Canadian Employment Change, Unemployment Rate
Canadian Unemployment Rate Actual 6.1%, Expected 6.2%, Previous 6.2%
Canadian Employment Change Actual -55.2K, Expected 5.0K, Previous -5.0K
Release Explanation: It measures the number of jobs created, or the percentage of employed/unemployed in the labor market. A currency will strengthen or weaken in-line with the other releases that the Employment Data impacts, rather than just as a one-off knee-jerk reaction to these numbers printing.

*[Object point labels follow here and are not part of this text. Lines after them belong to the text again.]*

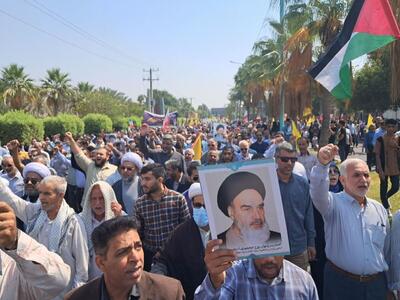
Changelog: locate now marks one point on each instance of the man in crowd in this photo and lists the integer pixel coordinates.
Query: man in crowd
(176, 178)
(158, 203)
(128, 189)
(187, 263)
(387, 149)
(356, 231)
(297, 206)
(261, 278)
(96, 170)
(119, 254)
(159, 155)
(27, 269)
(12, 175)
(54, 224)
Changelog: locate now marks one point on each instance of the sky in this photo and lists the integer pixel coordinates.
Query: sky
(191, 43)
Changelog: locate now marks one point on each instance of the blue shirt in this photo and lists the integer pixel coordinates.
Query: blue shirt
(299, 215)
(243, 282)
(356, 237)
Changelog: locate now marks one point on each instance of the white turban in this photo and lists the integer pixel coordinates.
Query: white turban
(133, 158)
(195, 190)
(38, 168)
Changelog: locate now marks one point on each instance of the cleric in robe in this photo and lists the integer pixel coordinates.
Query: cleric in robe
(241, 198)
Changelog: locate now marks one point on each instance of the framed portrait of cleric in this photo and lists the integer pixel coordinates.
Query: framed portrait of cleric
(244, 207)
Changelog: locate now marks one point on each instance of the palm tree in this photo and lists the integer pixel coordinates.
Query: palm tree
(57, 92)
(17, 87)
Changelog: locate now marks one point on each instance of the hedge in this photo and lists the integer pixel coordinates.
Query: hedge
(96, 123)
(20, 125)
(120, 123)
(63, 123)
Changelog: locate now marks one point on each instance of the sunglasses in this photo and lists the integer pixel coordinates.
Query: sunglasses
(286, 159)
(31, 180)
(198, 205)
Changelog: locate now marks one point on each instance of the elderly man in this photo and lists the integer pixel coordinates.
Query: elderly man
(158, 203)
(96, 170)
(159, 155)
(128, 189)
(297, 206)
(356, 231)
(119, 254)
(27, 269)
(249, 226)
(187, 263)
(12, 175)
(261, 278)
(54, 224)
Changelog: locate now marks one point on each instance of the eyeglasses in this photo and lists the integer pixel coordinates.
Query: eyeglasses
(286, 159)
(127, 168)
(198, 205)
(31, 180)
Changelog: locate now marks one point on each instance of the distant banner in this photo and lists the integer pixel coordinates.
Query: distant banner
(157, 120)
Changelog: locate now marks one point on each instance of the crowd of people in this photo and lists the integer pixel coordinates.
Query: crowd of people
(122, 215)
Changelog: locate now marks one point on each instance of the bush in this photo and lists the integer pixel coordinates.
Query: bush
(20, 125)
(63, 123)
(120, 123)
(96, 123)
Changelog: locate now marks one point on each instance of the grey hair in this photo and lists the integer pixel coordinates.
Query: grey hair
(350, 161)
(284, 146)
(59, 182)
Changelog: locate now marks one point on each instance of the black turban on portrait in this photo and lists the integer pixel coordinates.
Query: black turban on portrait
(236, 183)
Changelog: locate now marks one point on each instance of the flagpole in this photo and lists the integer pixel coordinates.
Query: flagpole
(282, 89)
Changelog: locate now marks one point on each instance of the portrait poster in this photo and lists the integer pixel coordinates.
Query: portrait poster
(244, 207)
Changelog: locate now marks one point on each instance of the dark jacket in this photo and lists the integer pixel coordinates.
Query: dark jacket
(151, 287)
(117, 187)
(183, 255)
(184, 184)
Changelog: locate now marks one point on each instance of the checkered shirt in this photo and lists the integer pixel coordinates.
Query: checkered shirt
(158, 218)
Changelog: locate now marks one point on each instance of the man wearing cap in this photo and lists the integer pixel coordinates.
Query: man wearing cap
(54, 224)
(249, 228)
(159, 155)
(187, 263)
(128, 188)
(96, 170)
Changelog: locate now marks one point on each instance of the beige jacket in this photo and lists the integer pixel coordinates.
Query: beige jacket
(32, 272)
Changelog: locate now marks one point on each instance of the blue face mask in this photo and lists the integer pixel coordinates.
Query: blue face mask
(200, 216)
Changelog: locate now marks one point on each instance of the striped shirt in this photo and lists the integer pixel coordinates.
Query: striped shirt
(158, 218)
(243, 282)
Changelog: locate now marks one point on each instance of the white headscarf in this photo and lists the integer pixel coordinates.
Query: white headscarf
(87, 215)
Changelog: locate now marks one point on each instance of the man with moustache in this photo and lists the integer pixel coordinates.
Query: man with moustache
(96, 170)
(119, 255)
(356, 231)
(241, 198)
(262, 278)
(158, 211)
(54, 224)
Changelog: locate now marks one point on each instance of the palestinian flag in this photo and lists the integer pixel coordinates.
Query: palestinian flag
(369, 25)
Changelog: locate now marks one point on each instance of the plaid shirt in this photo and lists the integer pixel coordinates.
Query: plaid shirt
(243, 282)
(158, 218)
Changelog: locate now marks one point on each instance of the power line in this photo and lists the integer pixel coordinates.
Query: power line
(72, 44)
(55, 16)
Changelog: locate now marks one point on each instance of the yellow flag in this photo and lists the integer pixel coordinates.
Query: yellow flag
(295, 132)
(197, 148)
(370, 120)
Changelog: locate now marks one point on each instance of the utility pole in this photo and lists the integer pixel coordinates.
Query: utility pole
(150, 100)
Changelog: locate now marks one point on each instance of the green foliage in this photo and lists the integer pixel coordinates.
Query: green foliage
(96, 123)
(20, 125)
(120, 123)
(63, 123)
(372, 86)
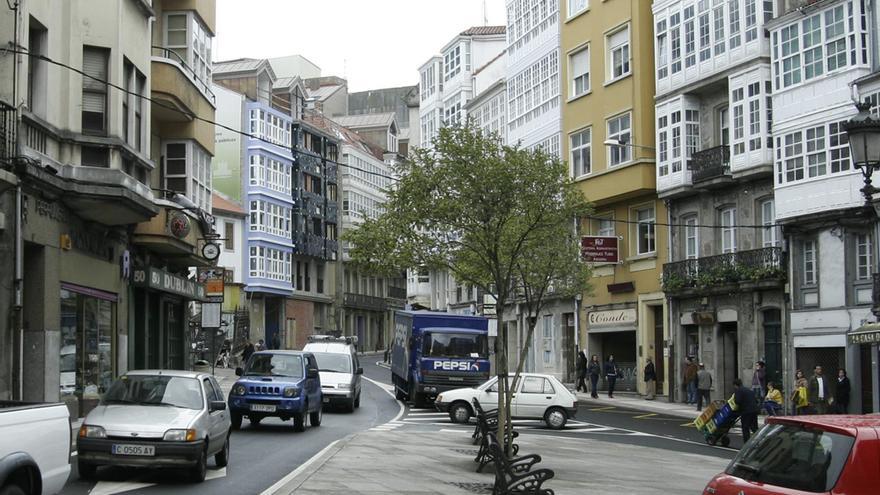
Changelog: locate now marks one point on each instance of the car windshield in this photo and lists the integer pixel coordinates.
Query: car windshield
(155, 390)
(275, 365)
(454, 345)
(329, 361)
(793, 457)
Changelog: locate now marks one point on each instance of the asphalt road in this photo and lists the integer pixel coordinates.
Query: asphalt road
(260, 456)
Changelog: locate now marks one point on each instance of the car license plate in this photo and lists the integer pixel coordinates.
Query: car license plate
(126, 449)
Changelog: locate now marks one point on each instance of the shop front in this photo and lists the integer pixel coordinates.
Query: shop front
(161, 313)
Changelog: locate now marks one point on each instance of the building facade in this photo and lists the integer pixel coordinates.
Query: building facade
(817, 50)
(608, 87)
(726, 273)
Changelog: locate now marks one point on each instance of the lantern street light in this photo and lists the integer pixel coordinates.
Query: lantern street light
(863, 132)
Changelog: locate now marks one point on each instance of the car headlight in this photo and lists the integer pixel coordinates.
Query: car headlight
(180, 435)
(89, 431)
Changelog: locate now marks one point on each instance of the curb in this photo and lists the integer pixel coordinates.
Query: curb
(291, 483)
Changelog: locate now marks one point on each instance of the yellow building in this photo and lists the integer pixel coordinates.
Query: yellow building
(608, 136)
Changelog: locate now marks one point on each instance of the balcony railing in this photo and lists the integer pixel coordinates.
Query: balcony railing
(204, 87)
(756, 265)
(364, 302)
(710, 164)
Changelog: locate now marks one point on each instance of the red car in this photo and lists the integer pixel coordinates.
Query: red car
(800, 455)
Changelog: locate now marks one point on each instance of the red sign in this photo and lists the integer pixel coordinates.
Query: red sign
(600, 249)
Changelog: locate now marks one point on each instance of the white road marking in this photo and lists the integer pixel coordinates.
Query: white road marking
(293, 474)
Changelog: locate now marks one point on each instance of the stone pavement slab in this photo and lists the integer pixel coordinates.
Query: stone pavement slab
(397, 462)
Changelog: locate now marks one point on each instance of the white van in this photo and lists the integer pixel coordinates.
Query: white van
(339, 368)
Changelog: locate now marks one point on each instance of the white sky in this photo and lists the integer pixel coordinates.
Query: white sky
(373, 43)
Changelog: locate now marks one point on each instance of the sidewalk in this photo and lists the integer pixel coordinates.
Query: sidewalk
(391, 462)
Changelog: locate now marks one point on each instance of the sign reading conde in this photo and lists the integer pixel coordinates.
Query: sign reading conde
(600, 249)
(616, 318)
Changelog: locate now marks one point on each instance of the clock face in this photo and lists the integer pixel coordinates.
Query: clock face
(211, 251)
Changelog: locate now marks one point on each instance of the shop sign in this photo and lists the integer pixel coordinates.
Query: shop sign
(156, 279)
(617, 317)
(600, 249)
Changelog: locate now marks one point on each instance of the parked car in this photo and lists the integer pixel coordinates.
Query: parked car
(537, 396)
(157, 419)
(339, 369)
(806, 455)
(281, 384)
(35, 447)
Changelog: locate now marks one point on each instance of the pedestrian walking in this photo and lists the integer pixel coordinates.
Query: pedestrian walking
(594, 369)
(689, 380)
(704, 387)
(747, 406)
(773, 400)
(799, 399)
(759, 380)
(841, 392)
(246, 353)
(650, 380)
(818, 392)
(611, 374)
(581, 369)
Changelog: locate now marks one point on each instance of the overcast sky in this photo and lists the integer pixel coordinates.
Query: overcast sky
(373, 43)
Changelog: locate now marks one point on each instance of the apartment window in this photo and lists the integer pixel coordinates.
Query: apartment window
(662, 50)
(864, 264)
(581, 152)
(188, 171)
(809, 265)
(728, 230)
(37, 39)
(577, 6)
(229, 236)
(619, 130)
(691, 238)
(580, 72)
(645, 230)
(770, 233)
(690, 43)
(618, 53)
(189, 38)
(94, 92)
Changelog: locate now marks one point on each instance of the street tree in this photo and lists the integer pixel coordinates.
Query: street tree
(498, 217)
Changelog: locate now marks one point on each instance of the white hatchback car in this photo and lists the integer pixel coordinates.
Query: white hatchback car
(536, 396)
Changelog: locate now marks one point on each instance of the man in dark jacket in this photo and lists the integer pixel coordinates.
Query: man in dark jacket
(747, 407)
(581, 368)
(650, 380)
(611, 375)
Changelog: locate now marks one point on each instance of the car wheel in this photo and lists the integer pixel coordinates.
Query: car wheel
(221, 459)
(86, 471)
(12, 490)
(315, 417)
(197, 473)
(555, 418)
(459, 412)
(236, 421)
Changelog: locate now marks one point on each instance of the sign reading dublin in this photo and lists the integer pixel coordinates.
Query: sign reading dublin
(160, 280)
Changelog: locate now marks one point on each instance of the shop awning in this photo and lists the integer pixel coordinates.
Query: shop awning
(867, 334)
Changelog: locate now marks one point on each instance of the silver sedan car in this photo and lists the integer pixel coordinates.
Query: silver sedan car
(157, 419)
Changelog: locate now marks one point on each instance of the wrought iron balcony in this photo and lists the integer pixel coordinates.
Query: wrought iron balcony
(710, 164)
(362, 301)
(742, 267)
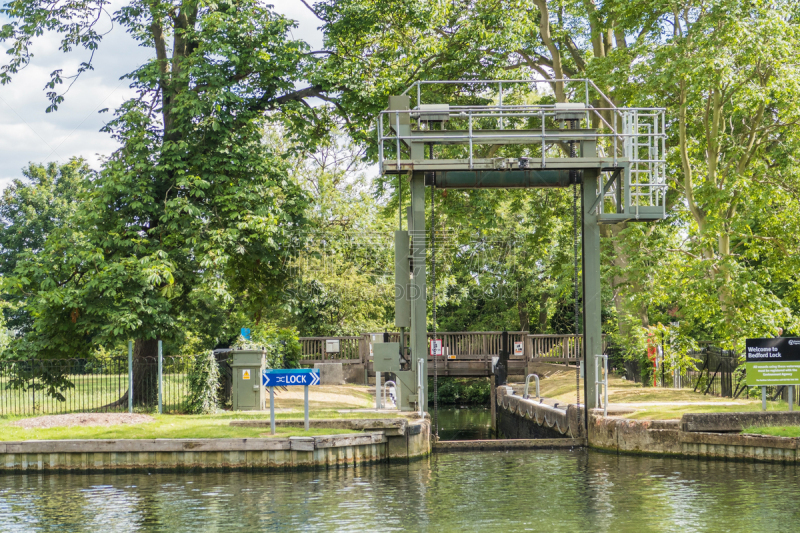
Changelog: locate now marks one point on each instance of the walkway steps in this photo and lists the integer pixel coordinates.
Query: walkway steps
(446, 446)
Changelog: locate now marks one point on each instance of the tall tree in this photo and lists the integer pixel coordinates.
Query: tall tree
(193, 212)
(31, 209)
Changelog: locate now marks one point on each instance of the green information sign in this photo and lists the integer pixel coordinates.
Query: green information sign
(773, 362)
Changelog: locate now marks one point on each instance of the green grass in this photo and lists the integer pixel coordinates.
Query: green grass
(176, 427)
(673, 412)
(90, 391)
(777, 431)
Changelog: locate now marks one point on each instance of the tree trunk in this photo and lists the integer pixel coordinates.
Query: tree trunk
(524, 320)
(543, 313)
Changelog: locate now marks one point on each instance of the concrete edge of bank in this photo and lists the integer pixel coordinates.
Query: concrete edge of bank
(712, 436)
(506, 445)
(324, 451)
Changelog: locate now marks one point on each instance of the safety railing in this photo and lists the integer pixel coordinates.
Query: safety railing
(525, 395)
(636, 134)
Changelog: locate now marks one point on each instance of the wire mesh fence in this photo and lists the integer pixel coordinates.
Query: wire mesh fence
(80, 385)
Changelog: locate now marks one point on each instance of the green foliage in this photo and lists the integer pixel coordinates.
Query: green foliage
(203, 385)
(461, 391)
(194, 221)
(282, 345)
(31, 208)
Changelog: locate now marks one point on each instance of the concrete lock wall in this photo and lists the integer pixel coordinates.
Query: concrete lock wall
(411, 441)
(712, 435)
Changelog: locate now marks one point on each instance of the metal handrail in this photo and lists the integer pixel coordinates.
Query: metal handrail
(527, 381)
(604, 382)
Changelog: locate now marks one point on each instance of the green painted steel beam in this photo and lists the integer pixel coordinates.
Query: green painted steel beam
(501, 179)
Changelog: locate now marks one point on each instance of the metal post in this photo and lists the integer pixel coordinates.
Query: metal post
(592, 331)
(160, 378)
(130, 376)
(418, 341)
(272, 410)
(493, 404)
(306, 404)
(377, 390)
(420, 388)
(605, 386)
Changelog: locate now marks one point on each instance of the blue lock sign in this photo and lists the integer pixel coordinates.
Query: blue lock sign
(287, 377)
(284, 378)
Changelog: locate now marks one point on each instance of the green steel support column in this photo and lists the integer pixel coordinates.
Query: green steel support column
(592, 328)
(418, 293)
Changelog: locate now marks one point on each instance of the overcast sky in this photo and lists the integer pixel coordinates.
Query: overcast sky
(28, 134)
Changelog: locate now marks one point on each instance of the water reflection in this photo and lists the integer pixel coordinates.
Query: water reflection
(515, 491)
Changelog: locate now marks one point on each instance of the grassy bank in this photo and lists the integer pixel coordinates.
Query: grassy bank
(325, 403)
(644, 403)
(777, 431)
(162, 427)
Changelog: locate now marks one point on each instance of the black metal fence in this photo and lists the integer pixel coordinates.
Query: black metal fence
(715, 372)
(92, 385)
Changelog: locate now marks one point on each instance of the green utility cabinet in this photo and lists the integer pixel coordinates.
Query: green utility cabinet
(247, 367)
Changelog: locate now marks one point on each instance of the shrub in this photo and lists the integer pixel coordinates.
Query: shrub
(282, 345)
(462, 391)
(203, 384)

Trade Desk Thoughts: The miss was due in the most part to part-time workers leaving the labor market, -48k, and mainly from the construction and manufacturing sectors. There were gains in the food and services sector, but not enough to off-set the losses elsewhere. The pace of job growth has slowed in recent months, but is still in an uptrend, and the part-time labor market is still at +3.5% on the year, compared to the 0.9% full-time growth numbers. The Average Hourly earnings are running at 4.0% for the year, and importantly well ahead of the CPI inflationary read of 3.1%. The headline is a shock, but on further inspection the number is not as dramatic as it may initially seem.
The Canadian unemployment rate is in a steep decline, from 7.0% in 2005, to 6.1% now, and that may be the more balanced view to take on this. The rate was released better than expected, 6.1% versus analyst estimations of 6.2%, but since the end of 2007 the rate of reduction in the unemployment sector had slowed.
Forex Technical Reaction: At the time of the release, the Canadian dollar strengthened 20 pips. Just before the release the pair broken TheLFB S3, gaining almost 160 pips since the new trading day began. The pair is trading at the highest level now for almost one year.